I’ve just been fired after a short but concise meeting with the team manager. The lyrics “Don’t you want me, baby?” sound like they were written for me.

Becoming a professional bike rider is hard enough. Staying there is even harder. Each year, there’s a high turnover amongst the peloton and the brutality of that situation is apparent when transfer season opens in earnest. We all know negotiations go on outside of the officially sanctioned period but everyone pretends otherwise. Announcements of who is heading where and who is heading nowhere, all bundled into a nice little media package that’s blurted out when the Tour de France has finished and before the Vuelta has begun. Anti-climax August.


Before the UCI took control of all things contractual, or rather think they did, it was supposedly different. Actually, it was exactly the same. Teams talked to riders and riders pretended they didn’t until the Tour was over. 


Now, it’s all very well signing a new contract before the season’s main event, as it brings security to the rider and stability to the team, but that decision is not without risk. Have a successful Tour and your worth could increase – better offers could roll in. On the other hand, if things go badly, then signing early might be the best move ever.

But that was not my situation. My share price had taken a sudden dip and the investor wanted out.
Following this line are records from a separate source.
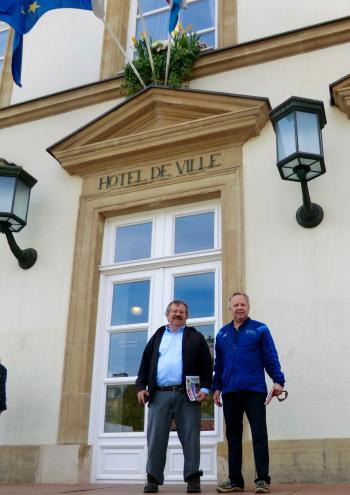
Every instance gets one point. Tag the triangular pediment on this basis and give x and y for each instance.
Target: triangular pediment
(153, 117)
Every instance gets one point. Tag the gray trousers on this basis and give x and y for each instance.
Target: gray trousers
(164, 407)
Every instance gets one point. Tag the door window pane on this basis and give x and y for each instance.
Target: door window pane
(125, 352)
(133, 242)
(194, 232)
(122, 413)
(198, 291)
(200, 14)
(208, 332)
(130, 303)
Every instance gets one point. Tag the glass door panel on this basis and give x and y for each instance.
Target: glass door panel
(130, 303)
(198, 291)
(122, 412)
(125, 352)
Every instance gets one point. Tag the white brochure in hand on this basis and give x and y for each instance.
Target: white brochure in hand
(193, 387)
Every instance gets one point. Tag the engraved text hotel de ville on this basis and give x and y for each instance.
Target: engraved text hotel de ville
(159, 172)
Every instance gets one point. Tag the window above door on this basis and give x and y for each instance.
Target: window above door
(200, 14)
(186, 231)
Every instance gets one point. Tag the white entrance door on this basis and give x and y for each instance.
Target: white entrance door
(150, 260)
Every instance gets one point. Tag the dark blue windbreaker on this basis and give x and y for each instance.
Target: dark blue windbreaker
(242, 356)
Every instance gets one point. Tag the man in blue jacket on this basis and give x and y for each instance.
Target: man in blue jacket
(244, 350)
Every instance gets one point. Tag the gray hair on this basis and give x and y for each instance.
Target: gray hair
(240, 294)
(177, 302)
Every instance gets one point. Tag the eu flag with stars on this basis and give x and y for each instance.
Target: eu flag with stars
(175, 6)
(22, 15)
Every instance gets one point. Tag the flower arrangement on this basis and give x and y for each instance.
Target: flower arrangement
(184, 51)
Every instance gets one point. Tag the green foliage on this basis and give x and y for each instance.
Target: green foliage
(185, 49)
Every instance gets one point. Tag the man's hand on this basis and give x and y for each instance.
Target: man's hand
(277, 389)
(216, 397)
(141, 397)
(201, 396)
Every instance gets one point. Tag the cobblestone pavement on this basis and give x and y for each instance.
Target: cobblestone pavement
(112, 489)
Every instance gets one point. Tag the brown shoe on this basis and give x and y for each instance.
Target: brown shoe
(262, 487)
(194, 484)
(151, 485)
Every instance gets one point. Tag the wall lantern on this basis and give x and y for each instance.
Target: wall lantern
(15, 186)
(297, 123)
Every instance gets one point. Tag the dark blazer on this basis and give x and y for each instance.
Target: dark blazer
(3, 376)
(196, 360)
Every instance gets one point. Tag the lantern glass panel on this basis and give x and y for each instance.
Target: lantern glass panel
(308, 133)
(21, 200)
(7, 187)
(285, 132)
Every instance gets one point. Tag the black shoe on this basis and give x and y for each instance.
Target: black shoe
(262, 487)
(151, 486)
(228, 487)
(194, 484)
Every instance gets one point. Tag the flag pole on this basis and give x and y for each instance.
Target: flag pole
(119, 45)
(167, 60)
(147, 39)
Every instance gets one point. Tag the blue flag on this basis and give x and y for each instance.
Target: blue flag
(175, 6)
(22, 15)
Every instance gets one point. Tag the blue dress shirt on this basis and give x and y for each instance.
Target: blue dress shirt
(169, 371)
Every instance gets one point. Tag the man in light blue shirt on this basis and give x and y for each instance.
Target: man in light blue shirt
(174, 352)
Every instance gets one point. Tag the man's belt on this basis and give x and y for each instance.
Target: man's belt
(171, 388)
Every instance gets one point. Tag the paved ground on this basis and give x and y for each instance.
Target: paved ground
(108, 489)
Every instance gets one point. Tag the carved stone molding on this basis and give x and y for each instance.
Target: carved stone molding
(340, 94)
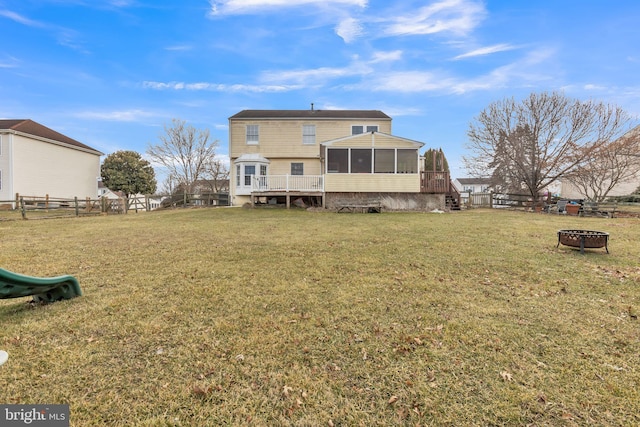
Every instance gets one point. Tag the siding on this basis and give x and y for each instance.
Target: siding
(6, 192)
(42, 168)
(283, 138)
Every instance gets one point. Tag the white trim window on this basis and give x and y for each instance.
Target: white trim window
(297, 168)
(249, 172)
(309, 134)
(253, 134)
(360, 129)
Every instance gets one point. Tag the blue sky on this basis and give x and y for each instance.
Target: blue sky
(112, 73)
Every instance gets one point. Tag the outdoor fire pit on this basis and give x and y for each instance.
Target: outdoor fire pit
(583, 239)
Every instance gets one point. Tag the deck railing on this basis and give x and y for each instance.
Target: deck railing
(288, 183)
(435, 182)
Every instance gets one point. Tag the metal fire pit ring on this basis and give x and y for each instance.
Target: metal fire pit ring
(583, 239)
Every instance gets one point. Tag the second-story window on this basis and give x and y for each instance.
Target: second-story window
(309, 134)
(359, 129)
(297, 168)
(252, 134)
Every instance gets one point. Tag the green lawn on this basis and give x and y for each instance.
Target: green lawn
(275, 317)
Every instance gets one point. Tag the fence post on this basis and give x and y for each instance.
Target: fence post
(22, 208)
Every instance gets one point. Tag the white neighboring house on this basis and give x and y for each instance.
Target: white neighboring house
(38, 161)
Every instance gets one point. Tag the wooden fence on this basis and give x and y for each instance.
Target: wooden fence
(499, 200)
(34, 207)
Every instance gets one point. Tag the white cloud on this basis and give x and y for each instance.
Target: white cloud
(21, 19)
(411, 81)
(203, 86)
(9, 62)
(64, 36)
(179, 48)
(349, 29)
(116, 116)
(394, 55)
(455, 16)
(487, 50)
(238, 7)
(315, 76)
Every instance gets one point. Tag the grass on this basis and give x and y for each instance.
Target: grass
(274, 317)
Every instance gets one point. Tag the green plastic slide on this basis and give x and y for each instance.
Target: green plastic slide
(49, 289)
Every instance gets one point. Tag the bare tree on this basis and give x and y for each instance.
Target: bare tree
(184, 151)
(217, 173)
(613, 163)
(527, 145)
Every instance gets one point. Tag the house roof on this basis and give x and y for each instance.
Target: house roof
(29, 127)
(310, 114)
(417, 144)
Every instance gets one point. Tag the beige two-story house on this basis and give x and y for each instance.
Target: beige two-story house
(38, 161)
(325, 157)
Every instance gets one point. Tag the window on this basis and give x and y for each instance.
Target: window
(359, 129)
(384, 161)
(249, 172)
(338, 160)
(297, 168)
(252, 134)
(360, 160)
(309, 134)
(407, 161)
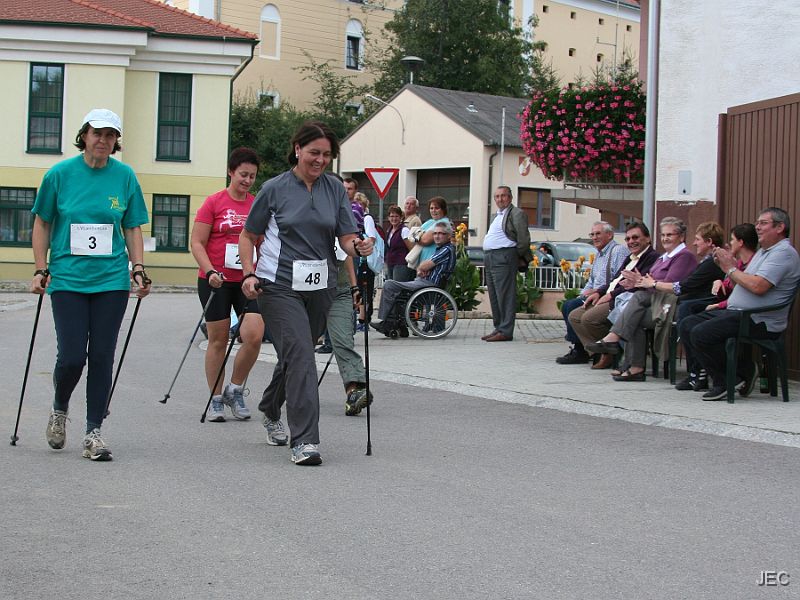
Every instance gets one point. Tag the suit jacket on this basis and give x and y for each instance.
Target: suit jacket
(643, 266)
(515, 226)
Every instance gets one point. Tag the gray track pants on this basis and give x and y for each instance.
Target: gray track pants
(295, 320)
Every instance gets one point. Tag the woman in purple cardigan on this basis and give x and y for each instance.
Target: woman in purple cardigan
(675, 264)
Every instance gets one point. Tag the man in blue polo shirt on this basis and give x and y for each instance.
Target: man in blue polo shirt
(433, 271)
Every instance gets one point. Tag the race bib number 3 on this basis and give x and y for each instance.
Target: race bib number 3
(309, 275)
(90, 239)
(232, 260)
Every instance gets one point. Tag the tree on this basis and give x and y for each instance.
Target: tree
(467, 45)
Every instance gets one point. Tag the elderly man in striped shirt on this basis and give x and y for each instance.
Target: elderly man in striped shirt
(609, 258)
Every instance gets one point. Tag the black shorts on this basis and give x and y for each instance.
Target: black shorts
(230, 295)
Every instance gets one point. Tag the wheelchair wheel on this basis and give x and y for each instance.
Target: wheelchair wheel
(431, 313)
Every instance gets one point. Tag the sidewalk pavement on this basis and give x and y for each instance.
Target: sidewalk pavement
(524, 371)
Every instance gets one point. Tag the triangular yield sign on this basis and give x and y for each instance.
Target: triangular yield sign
(382, 180)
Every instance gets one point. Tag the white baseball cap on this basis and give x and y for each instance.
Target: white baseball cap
(102, 117)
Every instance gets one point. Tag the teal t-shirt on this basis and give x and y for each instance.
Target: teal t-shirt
(87, 209)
The story leading up to the predicament I find myself in is a complicated one, but it began with leaving my former team under circumstances where no one was happy, and arriving in my current squad on a one-year deal. Then events unfolded where the support, or rather lack of it, from the management was, in my eyes, lacking which was a bit disappointing at the time and not forgotten when negotiations came to extend my stay with them.


Luckily, I was also in good form, so the upper hand was mine to a certain extent. The team expanded, I went from being team leader to the number two, which was okay, and though certain riders had been recruited whom I didn’t like, I thought I was fairly settled and respected. 
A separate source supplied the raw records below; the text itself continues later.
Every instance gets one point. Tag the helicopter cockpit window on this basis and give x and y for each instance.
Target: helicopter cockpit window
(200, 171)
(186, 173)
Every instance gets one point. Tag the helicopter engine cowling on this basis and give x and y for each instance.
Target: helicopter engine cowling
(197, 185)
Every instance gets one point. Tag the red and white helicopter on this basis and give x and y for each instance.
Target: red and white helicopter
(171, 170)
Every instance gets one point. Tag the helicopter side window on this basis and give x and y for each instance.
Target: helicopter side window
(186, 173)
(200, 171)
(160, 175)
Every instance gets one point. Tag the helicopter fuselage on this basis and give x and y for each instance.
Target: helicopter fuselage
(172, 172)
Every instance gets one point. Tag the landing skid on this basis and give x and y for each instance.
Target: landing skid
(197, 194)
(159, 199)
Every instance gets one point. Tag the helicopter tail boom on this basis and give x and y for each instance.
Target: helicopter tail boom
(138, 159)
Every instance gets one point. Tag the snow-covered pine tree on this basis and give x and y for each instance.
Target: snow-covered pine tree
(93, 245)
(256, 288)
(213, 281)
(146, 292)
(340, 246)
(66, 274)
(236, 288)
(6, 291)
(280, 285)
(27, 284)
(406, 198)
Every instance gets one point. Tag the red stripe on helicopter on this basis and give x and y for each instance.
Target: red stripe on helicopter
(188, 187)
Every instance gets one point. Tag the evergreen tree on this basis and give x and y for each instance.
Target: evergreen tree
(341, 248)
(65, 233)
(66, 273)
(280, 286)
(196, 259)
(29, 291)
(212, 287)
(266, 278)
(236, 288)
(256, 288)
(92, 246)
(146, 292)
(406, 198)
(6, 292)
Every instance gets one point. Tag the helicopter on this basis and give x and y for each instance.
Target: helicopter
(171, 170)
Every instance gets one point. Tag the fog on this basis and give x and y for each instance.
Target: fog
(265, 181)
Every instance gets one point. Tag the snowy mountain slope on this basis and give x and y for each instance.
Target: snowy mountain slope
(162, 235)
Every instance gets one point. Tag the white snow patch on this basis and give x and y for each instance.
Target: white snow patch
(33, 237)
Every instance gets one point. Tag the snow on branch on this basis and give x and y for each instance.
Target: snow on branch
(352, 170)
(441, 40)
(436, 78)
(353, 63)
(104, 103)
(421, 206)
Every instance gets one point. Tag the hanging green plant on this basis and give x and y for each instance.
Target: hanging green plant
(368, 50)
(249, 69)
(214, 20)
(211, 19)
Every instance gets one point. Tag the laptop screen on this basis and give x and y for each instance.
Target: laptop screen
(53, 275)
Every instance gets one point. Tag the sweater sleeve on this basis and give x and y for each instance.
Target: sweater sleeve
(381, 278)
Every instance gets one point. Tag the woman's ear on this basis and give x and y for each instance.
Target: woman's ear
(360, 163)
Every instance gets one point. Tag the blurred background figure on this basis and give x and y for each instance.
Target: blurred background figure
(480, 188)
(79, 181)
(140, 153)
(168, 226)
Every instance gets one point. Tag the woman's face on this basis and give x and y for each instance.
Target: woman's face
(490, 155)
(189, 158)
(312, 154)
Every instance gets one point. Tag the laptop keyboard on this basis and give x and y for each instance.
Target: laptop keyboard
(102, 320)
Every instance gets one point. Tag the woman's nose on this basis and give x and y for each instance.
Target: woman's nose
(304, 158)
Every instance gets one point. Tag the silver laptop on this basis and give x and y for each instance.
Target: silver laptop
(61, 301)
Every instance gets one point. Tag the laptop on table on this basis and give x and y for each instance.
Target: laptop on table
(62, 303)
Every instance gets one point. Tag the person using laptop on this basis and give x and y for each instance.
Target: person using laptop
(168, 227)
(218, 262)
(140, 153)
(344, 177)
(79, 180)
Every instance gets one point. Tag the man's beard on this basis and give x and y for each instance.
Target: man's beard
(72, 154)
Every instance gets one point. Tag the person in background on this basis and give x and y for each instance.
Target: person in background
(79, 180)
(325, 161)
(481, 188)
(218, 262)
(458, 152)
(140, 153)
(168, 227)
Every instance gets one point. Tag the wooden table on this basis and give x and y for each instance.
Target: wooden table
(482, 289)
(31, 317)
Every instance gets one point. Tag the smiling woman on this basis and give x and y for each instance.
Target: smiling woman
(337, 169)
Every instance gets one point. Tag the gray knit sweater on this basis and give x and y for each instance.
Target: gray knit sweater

As the season progressed, I found out that one of the new arrivals who I considered below my level was being paid more than I was, despite his palmarès and ranking being lower than mine. This kind of rumour would circulate amongst riders all the time, so I investigated further and sure enough it was true.


I wasn’t too impressed to learn of the lack of faith, so when it came to the next set of contractual extensions, I had already decided I would take a risk and wait for the Tour to be done. I calculated I could prove a point and have a strong position to negotiate from. 
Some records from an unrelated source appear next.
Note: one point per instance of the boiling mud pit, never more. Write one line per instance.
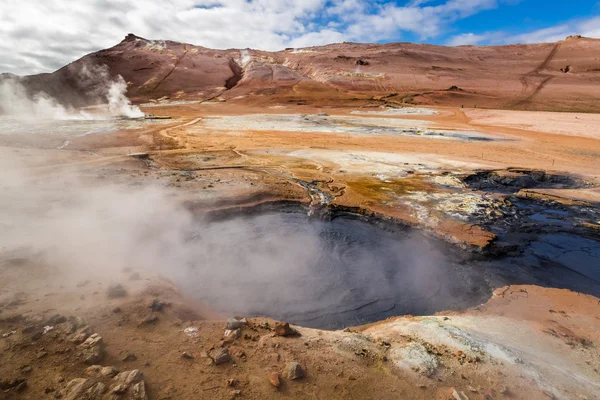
(323, 123)
(349, 271)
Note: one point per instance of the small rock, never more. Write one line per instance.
(235, 334)
(10, 383)
(8, 334)
(157, 305)
(56, 319)
(28, 329)
(150, 319)
(459, 395)
(274, 379)
(284, 329)
(81, 335)
(116, 291)
(232, 382)
(220, 356)
(21, 386)
(234, 323)
(131, 383)
(100, 371)
(294, 370)
(130, 357)
(93, 349)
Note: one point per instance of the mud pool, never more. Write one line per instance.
(324, 123)
(348, 271)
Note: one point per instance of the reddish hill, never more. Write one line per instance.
(554, 76)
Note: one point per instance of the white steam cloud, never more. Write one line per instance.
(85, 229)
(118, 103)
(15, 102)
(106, 91)
(245, 57)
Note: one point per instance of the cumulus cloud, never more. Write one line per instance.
(589, 27)
(42, 36)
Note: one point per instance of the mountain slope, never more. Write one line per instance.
(559, 76)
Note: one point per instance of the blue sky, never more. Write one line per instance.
(522, 17)
(44, 35)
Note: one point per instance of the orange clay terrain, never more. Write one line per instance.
(419, 249)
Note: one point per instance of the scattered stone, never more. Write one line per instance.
(100, 371)
(294, 371)
(93, 349)
(21, 386)
(116, 291)
(130, 357)
(28, 329)
(191, 331)
(157, 305)
(6, 384)
(150, 319)
(232, 382)
(234, 323)
(459, 395)
(130, 383)
(274, 379)
(81, 335)
(284, 329)
(56, 319)
(235, 334)
(81, 388)
(220, 356)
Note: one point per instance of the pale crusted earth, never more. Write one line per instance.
(497, 193)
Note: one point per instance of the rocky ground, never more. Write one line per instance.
(98, 322)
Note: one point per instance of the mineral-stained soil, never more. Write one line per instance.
(102, 226)
(524, 77)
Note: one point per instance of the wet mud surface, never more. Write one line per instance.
(345, 271)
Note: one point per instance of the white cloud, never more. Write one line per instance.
(43, 35)
(466, 39)
(589, 27)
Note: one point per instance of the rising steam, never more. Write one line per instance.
(15, 102)
(109, 93)
(269, 264)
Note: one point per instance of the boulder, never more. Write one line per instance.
(220, 356)
(92, 349)
(284, 329)
(294, 370)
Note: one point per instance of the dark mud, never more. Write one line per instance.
(350, 270)
(513, 180)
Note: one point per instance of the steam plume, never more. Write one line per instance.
(16, 103)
Of course, that’s not how the team management saw it and my lack of commitment to their cause meant they began to look elsewhere, which if I’m honest was something I had discounted as unlikely. How wrong I was. I’d forgotten that all it takes was one mediocre performance, especially a Tour-related one, and you are on shaky ground.

I had been wondering why the team had been so quiet on the discussions of re-signing my contract and now I knew. They weren’t going to. And here I was in the holiday period, doing races that I had been spared in previous years with sore legs from July and a sore head from an uncertain future.


I knew I’d be leaving the team and I knew I’d find another one, but under what conditions? The money would be less, but that wasn’t why I loved racing. That was one of those things you learned came with success. Excitement, speed, danger, fans and ultimately the respect you gain from doing something well – these mattered more. But that’s the rider viewpoint.


Teams operate differently. Is rider A performing, and how long for? Is rider B a better option, has more potential, is cheaper or more likeable? Do they fit better into the team’s plans or the sponsors’s needs?


Read: Remembering the day LeMond beat Fignon by eight seconds


Sometimes you find that you meet the criteria and a relationship is struck up. If it goes well, trust and respect develop and it becomes a long-term thing. But introduce a few niggles and a few doubts and the whole shebang can go to pot just when you don’t expect it.


As the Human League video reaches the end, I reflect on my situation. I wonder how long I can be a bike rider. Will I end up in a decent team or be with a bunch of clowns? And will I have to cut my hair? Phil Oakey did.